A former soldier who shot his landlady dead after returning from Afghanistan with post-traumatic stress disorder has been cleared of her murder.
Gamekeeper Aaron Wilkinson, 24, was found not guilty of murdering 52-year-old Judith Garnett by shooting her in the chest and head.
Wilkinson, who was also diagnosed with a form of Asperger's Syndrome, told Bradford Crown Court he was not in control of his actions when he shot Mrs Garnett.
He admitted manslaughter earlier on the grounds of diminished responsibility and will be sentenced for that offence at a later date.
The court heard that Wilkinson, of Alma Street, Woodlesford, Leeds, joined the Territorial Army at 19 and went on a six-month tour of duty of Afghanistan in 2009.
While in Afghanistan, he suffered a minor shrapnel wound during an intense two-day battle with the Taliban and later witnessed three Afghan soldiers die in front of him when they triggered an improvised explosive device.
Wilkinson was diagnosed with post-traumatic stress reaction by an Army doctor and has also been found to suffer from Asperger's Syndrome, or a similar condition, since his return.
He was later assessed by psychiatrists who diagnosed him with the more serious post-traumatic stress disorder (PTSD).
Following his return from Afghanistan, Wilkinson moved into Mrs Garnett's attic room as a lodger after an argument with his mother in which she had told him she was no longer his mother.
He had worked for Mrs Garnett on her game farm for around 10 years and described her as being like a "second mother" to him.
During this time, Wilkinson applied to join the regular Army but his application was turned down.
He found it hard to adapt to civilian life and motivate himself and his relationship with Mrs Garnett began to deteriorate.

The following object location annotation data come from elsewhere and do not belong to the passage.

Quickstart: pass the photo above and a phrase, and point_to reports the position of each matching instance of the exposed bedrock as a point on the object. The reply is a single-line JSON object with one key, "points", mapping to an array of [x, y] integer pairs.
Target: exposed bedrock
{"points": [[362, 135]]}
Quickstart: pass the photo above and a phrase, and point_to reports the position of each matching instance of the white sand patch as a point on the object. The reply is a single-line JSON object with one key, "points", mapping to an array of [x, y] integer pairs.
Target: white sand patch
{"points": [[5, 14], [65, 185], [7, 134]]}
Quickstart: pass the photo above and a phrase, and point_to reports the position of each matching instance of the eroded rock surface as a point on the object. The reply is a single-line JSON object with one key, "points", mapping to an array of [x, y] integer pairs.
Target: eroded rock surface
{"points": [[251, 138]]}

On the day of the shooting, January 24 last year, Mrs Garnett returned home and shouted at him for not letting her dogs out, calling him "thick" and a "cruel bastard".

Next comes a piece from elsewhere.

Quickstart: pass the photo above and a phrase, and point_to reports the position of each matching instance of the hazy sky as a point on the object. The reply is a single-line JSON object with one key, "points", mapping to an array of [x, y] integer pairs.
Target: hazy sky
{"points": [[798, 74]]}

Wilkinson said he shot Mrs Garnett three times after she threw his gun up through the hatch into his attic bedroom and told him to "pack his bags".
The first shot hit her in the chest, the second grazed the side of her face and the third was fired from close range into her head.
Wilkinson said he could not explain why he shot Mrs Garnett and said it was as though he was in a "trance".
"It sort of just went black and white and hazy at times. It was like I just turned into a mad man," he said.
"I felt like somebody I'm not."
Wilkinson said he remembered the events as though he was watching them.
"It was like a TV screen, I've seen what was happening but I wasn't in full control," he said.
Wilkinson said he realised immediately afterwards that he had "done a terrible wrong" and called the police.
Psychiatrists told the court that Wilkinson's mental conditions meant Mrs Garnett's order to move out was a "catastrophic" rejection to him after those already received from his mother and the Army.
The court heard that the combination of Asperger's Syndrome and PTSD left him unlikely to be able to exercise self-control when he felt himself under threat by Mrs Garnett.
This resulted in an "unpredictable, inexplicable, uncontrolled and out-of-character explosive act of violence".
The jury took around three hours to reach the not-guilty verdict after the two-week trial.
Wilkinson's sentencing was adjourned for at least two months for further psychiatric assessments to decide on the danger posed by the defendant.
Mr Justice Kenneth Parker thanked the family of Mrs Garnett for their dignity.
"This has been a very difficult and, in many ways, distressing, if not harrowing, trial," he said.
"This must have been the most appalling experience for you and I have the deepest admiration for the dignity with which you have sat in court and listened to the evidence."
The judge added: "I thank you very much for your impeccable behaviour during the course of this trial."
Speaking outside the court after the verdict, Detective Chief Inspector Chris Walker, of West Yorkshire Police, said: "No one could have predicted the dreadful events when a young man Judith Garnett had supported for many years turned on her in such a violent and horrific way."
He said the family were disappointed but accepted the verdict and praised them for the "dignity and restraint" they had shown throughout the trial.
Reading a statement from the family, Mr Walker said: "(Judith Garnett) took in Aaron Wilkinson when he was homeless, gave him a roof over his head, employment and treated him like part of the family.
"She was a kind, generous woman and a remarkable woman, truly admired by many and an inspiration to those who knew her.
"We all feel a huge gap in our lives that can never be replaced."